Correct! You earned 2.0/2.0 points. You are a star!

Your submission has been successfully recorded in the gradebook.


## **Summary**

- Before writing a loop, consider if the operation can be *vectorized*
- Vectorization is the application of an operation over an entire array, instead of element by element
- Results in more concise code, and many vectorized implementations of functions are optimized

Super! You have finished this worksheet. If you want to learn other powerful NumPy methods, I strongly encourage you to learn [NumPy Tutorial](https://github.com/ageron/handson-ml/blob/master/tools_numpy.ipynb). And you could practice vectorization by completing array_practice.ipynb.

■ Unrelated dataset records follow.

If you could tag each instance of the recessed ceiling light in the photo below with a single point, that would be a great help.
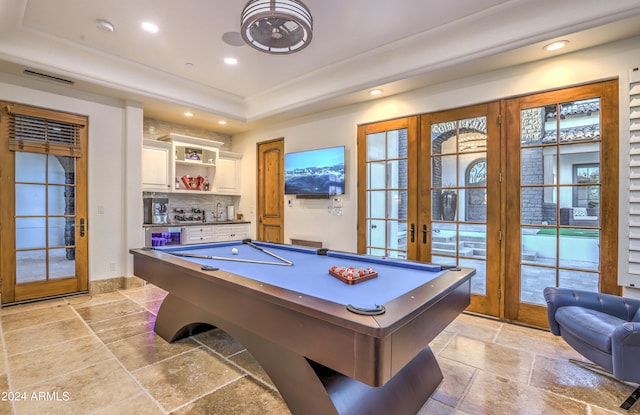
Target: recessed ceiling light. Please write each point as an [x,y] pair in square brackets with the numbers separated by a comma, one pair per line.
[150,27]
[105,26]
[556,45]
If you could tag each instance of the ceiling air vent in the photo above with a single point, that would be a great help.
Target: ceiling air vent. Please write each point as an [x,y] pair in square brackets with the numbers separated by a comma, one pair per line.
[47,77]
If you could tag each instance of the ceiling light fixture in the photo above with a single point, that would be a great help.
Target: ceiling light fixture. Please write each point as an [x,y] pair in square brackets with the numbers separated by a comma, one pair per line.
[276,26]
[150,27]
[556,45]
[105,26]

## **Submitting to the Autograder**

Now go to the File menu and choose "Download .ipynb".  Go to [Gradescope](https://www.gradescope.com/courses/409970) and:

1. From "File" --> Download both .ipynb and .py files
1. Name these files `Vectorization_WS.ipynb` and `Vectorization_WS.py` respectively
1. Sign in using your Penn email address (if you are a SEAS student we recommend using the Google login) and ensure  your class is "CIS 5200"
1. Select **Worksheet: Vectorization**
1. Upload both files
1. PLEASE CHECK THE AUTOGRADER OUTPUT TO ENSURE YOUR SUBMISSION IS PROCESSED CORRECTLY!

You should be set! Note that this assignment has 10 autograded points that will show up upon submission. Points are awarded based on a combination of correctness and sufficient effort.